Терзаясь недавней слабостью, Вячеслав продолжал топтаться на месте, пока не ощутил, что напряженное внимание, исходившее к нему со стороны коняткинского двора и державшее его в своем досадливом поле, не ослабело. Не желая оборачиваться, дабы проверить, что Коняткин убрался в дом, а Леонид ждет, он сосредоточил внимание на части того малого пространства, которое находилось за его спиной. Телепатическая локация, как с армейской поры Вячеслав называл это свойство собственного восприятия, подтвердила, что позади находится только один человек, и не какой-нибудь, а Леонид. Не стал больше медлить, словно по команде повернулся кругом. Неподалеку в позе печально ждущего человека — опущена и слегка наклонена к земле голова, да и корпус отклонен к земле — стоял Леонид. Надо идти к нему, но не хочется. Балагурить будет. Начнешь оправдываться. А в чем оправдываться? В отчаянии? В срыве совести? В несуразном для самого себя и для Леонида, тем более во мнении Коняткина, падении на колени, в наборматывании молитвы? Несусветно, вздорно, чудовищно! Однако не приставака он, не актерствующий нахалюга. Был чист и остается чистым, хотя и не мог предположить в себе такой н е л е п о й в о з м о ж н о с т и и понять не в силах, где, в каких пропастях подсознания таилась эта в о з м о ж н о с т ь, воспринимаемая как глумление и сумасбродство.

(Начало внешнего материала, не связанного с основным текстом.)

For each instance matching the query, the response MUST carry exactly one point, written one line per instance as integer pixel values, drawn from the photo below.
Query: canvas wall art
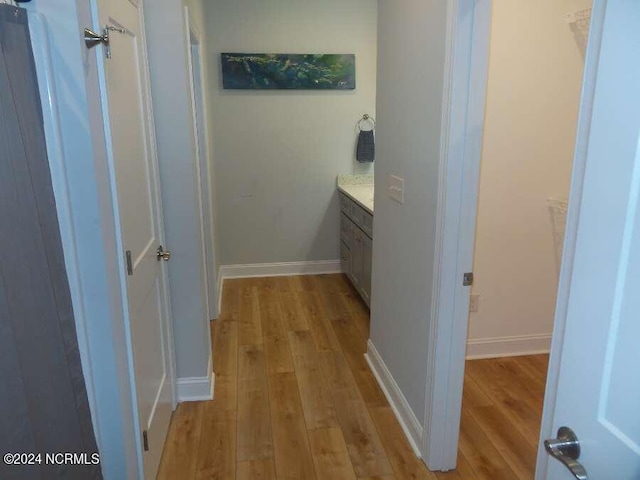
(266, 71)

Ушел Леонид. Освободил от необходимости... Да просто передалось: надо уйти. Остаться для укора, когда ты сам себе укоризна, равносильно надругательству. Только озлобишь... Он-то не озлобляется, Вячеслав, но, пожалуй, взвился бы. А Коняткин, из-за чего он ушел? Ревность? Возмущение? Да что же это? Что же? Зачем жить, если докатываться до поступков, кажущихся постыдными, невообразимыми самому себе?
Зубы Леонида гляделись как зубы счастливчика: все до одного целы, эмалево-белые, точно он только тем и занимался, что надраивал их самоновейшими пастами, придающими им блеск и прочность. Как-то у него нарвала десна, и врачиха, дабы вылечить ее, просверлила с испода верхний резец. Потом она заделала норку в резце, но пломбы там плохо держались. Из-за этого Леонид говорил с пришепеткой, а когда свистел, шугая голубей, то свист получался жужливый.